I look at myself at lot in the mirror. Partly due to vanity. I can cop to that. I am a woman and it comes with the territory. I looked at myself today – full-length. I curled both my arms. I noticed a change. Am I back to stopping traffic with my walk? Not yet, but I am not where I once was. I am stronger, faster, better. I am winning.

I have previously fallen into the trap of complacency. Feeling so high that I have lost a few pounds that I decrease my committment and intensity only to fall by the wayside feeling defeated. Not this time. I have an actual plan of attack.

I encourage myself daily. I have accountability partners. A group of my friends and I do a daily fitness challenge. We check-in with each other on Facebook daily. It is fun and useful.

Nothing is more rewarding than seeing the change in yourself – body, attitude, confidence.

There has been some residual effects. I do not accept the poor treatment of others becuase – through fitness - I have learned to make myself the priority. I can say no to food and as an extension no to other things that are not good for me or that are not in my best interest. I have found that people who you love the most can take advantage if allowed. I have found the cure for this. It is the word 'no'.

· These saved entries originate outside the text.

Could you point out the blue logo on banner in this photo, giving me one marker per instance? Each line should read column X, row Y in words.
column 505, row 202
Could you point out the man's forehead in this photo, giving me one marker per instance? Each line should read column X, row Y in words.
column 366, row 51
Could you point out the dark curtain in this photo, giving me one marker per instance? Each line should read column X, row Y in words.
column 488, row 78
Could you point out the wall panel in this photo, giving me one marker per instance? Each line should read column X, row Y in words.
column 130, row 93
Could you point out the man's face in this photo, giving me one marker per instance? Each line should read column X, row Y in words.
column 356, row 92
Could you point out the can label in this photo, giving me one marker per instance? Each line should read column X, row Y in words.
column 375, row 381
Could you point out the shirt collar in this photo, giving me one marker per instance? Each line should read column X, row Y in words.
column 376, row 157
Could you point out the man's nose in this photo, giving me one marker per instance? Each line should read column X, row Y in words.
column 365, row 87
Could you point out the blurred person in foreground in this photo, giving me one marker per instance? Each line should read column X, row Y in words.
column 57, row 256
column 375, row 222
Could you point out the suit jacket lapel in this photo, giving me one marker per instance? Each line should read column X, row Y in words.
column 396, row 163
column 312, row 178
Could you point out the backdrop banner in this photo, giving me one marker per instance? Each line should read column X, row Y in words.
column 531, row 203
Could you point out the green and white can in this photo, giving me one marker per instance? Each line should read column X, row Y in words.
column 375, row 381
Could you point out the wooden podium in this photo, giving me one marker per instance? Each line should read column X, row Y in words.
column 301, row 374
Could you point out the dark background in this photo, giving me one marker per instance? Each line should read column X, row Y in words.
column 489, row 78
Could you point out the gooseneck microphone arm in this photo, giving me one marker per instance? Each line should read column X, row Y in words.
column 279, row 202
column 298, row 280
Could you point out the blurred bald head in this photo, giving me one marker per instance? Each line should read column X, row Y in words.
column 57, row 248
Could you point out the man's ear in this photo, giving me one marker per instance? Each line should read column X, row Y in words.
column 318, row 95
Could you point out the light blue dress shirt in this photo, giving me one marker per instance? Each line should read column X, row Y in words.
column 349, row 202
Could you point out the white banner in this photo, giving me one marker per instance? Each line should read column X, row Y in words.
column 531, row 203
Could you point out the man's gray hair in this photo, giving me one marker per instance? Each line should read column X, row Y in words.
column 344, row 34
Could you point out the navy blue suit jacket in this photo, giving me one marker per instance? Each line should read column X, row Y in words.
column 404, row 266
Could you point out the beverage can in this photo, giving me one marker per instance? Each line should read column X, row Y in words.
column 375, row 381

I am feeling pretty confident about the rest of my journey. I know through it all God is with me. With Him on my side, I cannot, WILL NOT, lose. Except pounds of course. lol

It is like the lyrics to an old song my mom would sing while cleaning the house:

 "I don't feel no ways tired./I've come to far from where I've started from/Nobody told me that the road would be easy/I don't believe you have brought me this far to leave me."

5 Life Lessons I Have Learned

My birthday is right around the corner. Birthdays, like the New Year, are cause for reflection. I have decided to share a few life lessons I have learned over the years.

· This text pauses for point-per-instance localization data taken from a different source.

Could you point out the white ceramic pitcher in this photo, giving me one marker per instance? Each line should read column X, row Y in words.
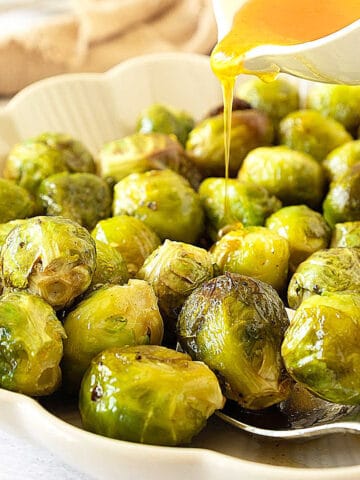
column 332, row 59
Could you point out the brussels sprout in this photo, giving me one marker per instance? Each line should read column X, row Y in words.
column 15, row 202
column 30, row 345
column 110, row 266
column 235, row 324
column 148, row 394
column 82, row 197
column 341, row 159
column 165, row 119
column 49, row 256
column 341, row 102
column 164, row 201
column 254, row 251
column 277, row 98
column 321, row 348
column 342, row 202
column 5, row 229
column 249, row 129
column 77, row 158
column 174, row 270
column 332, row 270
column 294, row 177
column 139, row 153
column 129, row 236
column 305, row 230
column 29, row 162
column 311, row 132
column 115, row 315
column 346, row 234
column 230, row 201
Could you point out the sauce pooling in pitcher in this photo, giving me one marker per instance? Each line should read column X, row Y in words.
column 273, row 22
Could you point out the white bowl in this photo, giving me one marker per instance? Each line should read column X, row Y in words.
column 96, row 108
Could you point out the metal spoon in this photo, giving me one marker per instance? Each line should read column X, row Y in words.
column 301, row 416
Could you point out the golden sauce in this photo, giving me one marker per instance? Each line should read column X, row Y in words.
column 273, row 22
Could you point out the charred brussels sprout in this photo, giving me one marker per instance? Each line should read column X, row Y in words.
column 341, row 102
column 77, row 158
column 235, row 324
column 249, row 129
column 321, row 349
column 305, row 230
column 115, row 315
column 254, row 251
column 30, row 345
column 49, row 256
column 82, row 197
column 164, row 201
column 29, row 162
column 332, row 270
column 346, row 234
column 140, row 152
column 277, row 98
column 15, row 202
column 246, row 203
column 110, row 266
column 342, row 202
column 294, row 177
column 130, row 237
column 148, row 394
column 311, row 132
column 165, row 119
column 174, row 270
column 340, row 160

1. There are no short cuts to success.

Be it in the gym, classroom, or life –  success comes from the good habits you perform daily. Everyone wants the promised land. No one wants the desert experience. Trust and believe there will be a desert experience. If success were that easy, EVERYONE would have it. I heard a message preached that success comes from doing what you know is right/needed regardless of how you feel no matter how long it takes.

#word

2. To quote Shakespeare, 'All the world's a stage.'

Someone once told me that you have to be friends with someone before you decide to date them because that is the only way to know the real person. Once you put a label on something, people start frontin'. By frontin' I mean playing the role, being insincere.

The balancing act comes from being aware of this truth without becoming jaded. I try, emphasis on try, to meet people where they are in life with as little judgement as possible. I believe that way they feel more comfortable being who they truly are. I have also come to accept that people are who they are and will be who they choose to be.

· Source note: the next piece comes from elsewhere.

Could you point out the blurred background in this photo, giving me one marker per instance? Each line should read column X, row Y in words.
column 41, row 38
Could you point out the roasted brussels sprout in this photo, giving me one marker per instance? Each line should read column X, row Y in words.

Players gonna play. Ballers gonna ball.

To quote MC Breed, "Ain't No Future in Your Frontin' ".

3. OTN: When someone shows you who they really are, BELIEVE THEM!

OMG this is a lesson on which I seem to keep failing the test. I just want/need to believe the best about people. I do not want to be someone who navigates relationships with lowered expectations, always suspicious of ulterior motives. I am taking copious notes in preparation for the next test.

4. "Put not your trust in princes, nor in the son of man, in whom there is no help." Psalms  146:3.

I understand this verse to denote  recognizing the humanity, fallibility of man. Accepting others mistakes makes it easier to acknowledge, accept and forgive our own.

5. Love is an exercise in vulnerability.

You cannot get to it being fenced in by insecurities, anger, resentment, or relationship baggage. March around Gideon getting your praise on and let those walls fall. (You would have had to present during a bible study or two to catch the reference.)

If you think about it, God is love. You are really opening up the God part of you to the God part of someone else. If God is in it, there is no limit. *Cue Israel Houghton*

What are some life lessons that you have garnered over the years?